Cierto es que las actividades culturales están precarizadas, a excepción de aquellxs que ingresan a la academia o al mercado de la cultura y son capaces de producir piezas que serán expuestas en museos y galerías de metrópolis globalizadas, principalmente personas blancas, burguesas, educadas y con contactos, o personas históricamente discriminadas para cubrir cuotas de género, raza, sexo o nacionalidad pero pertenecientes a países del norte global. Al mercado del arte le viene bien utilizar nociones políticas legitimadoras de discursos, pues el tiempo de la pura estética les dejó de satisfacer hace mucho tiempo y como todo mercado, demanda novedades, nuevos productos, nuevas narrativas. Lo que queda fuera de esa pequeña élite, todas aquellas personas involucradas en el arte y la cultura requieren de un ingreso para vivir en un mundo donde todo es mercancía tiene qué competir por fondos institucionales destinados a la cultura que no son sufucientes para satisfacer la producción cultural que se oferta. En estos casos las empresas se aprovechan al mismo tiempo de la precarización y del prestigio que tienen dichas actividades para intentar limpiar la imagen de su marca ante el consumidor, llegando en ocasiones a financiar proyectos que funcionan como una crítica a sus mismas prácticas. 

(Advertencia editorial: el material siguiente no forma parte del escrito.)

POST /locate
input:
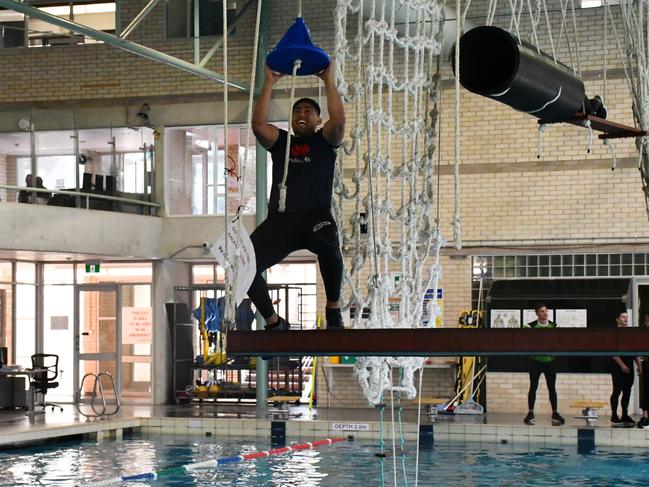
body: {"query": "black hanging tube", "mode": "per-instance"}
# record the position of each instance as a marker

Siempre críticas en abstracto y no con nombres propios, como estrategia legitimadora de discursos, creadora de nuevos mercados y consumidores porque el mercado demanda buenas conciencias comprometidas con las causas sociales nuevos territorios por conquistar. El estado y el capital como aparatos de captura de subjetividades. Siguiendo a Deleuze y Guattari “la descodificación de los flujos y la desterritorialización del socius forman … la tendencia más esencial del capitalismo” y la mayoría de nosotrxs nos vemos casi obligados a aceptar becas fondeadas por el estado o por empresas de dudosas prácticas para poder realizar nuestros proyectos y nos encontramos consumiendo productos que directamente financian genocidios y saqueos en otras latitudes.

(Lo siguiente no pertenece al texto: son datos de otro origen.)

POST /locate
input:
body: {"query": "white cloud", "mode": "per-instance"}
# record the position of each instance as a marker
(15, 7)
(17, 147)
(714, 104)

Una empresa con prácticas extractivas y colonizadoras en tu localidad, puede estar financiando algún proyecto sustentable en la áfrica meridional mientras que una que esté subsidiando el genocidio en Palestina puede abrir una convocatoria para proyectos de arte contemporáneo en América Latina. Y si bien no existe algo así como un afuera del capitalismo o del aparato de estado en las sociedades occidentalizadas, es importante que nuestras prácticas sean lo más congruentemente posible con nuestros discursos pues corremos el riesgo de legitimar instituciones y capitales con nuestra participación de sus actividades y de instrumentalizar luchas políticas con el único fin de obtener cierta legitimidad ante las instituciones o empresas que distribuyen fondos destinados a la cultura. Es importante recalcar que estamos precarizadxs y que eso nos vuelve dependientes de las dinámicas del mundo cultural pero debemos buscar o por lo menos pensar alternativas de organización que se despeguen de esas relaciones que reterritorializan el trabajo artístico, lo decodifican y lo integran al mercado como una mercancía más y quizas no sea posible hacerlo rápido pero con pequeñas prácticas micropolíticas. Busquemos construir nuestras propias plataformas, autónomas, autogestionadas, aunque no sean en ostentosos espacios institucionales porque legitimar el capital es trabajar en la limpieza de su imagen y no presionar en las relaciones que tiene con el territorio y el trabajo ¿o acaso usaremos su misma plataforma para señalar de forma concreta sus prácticas?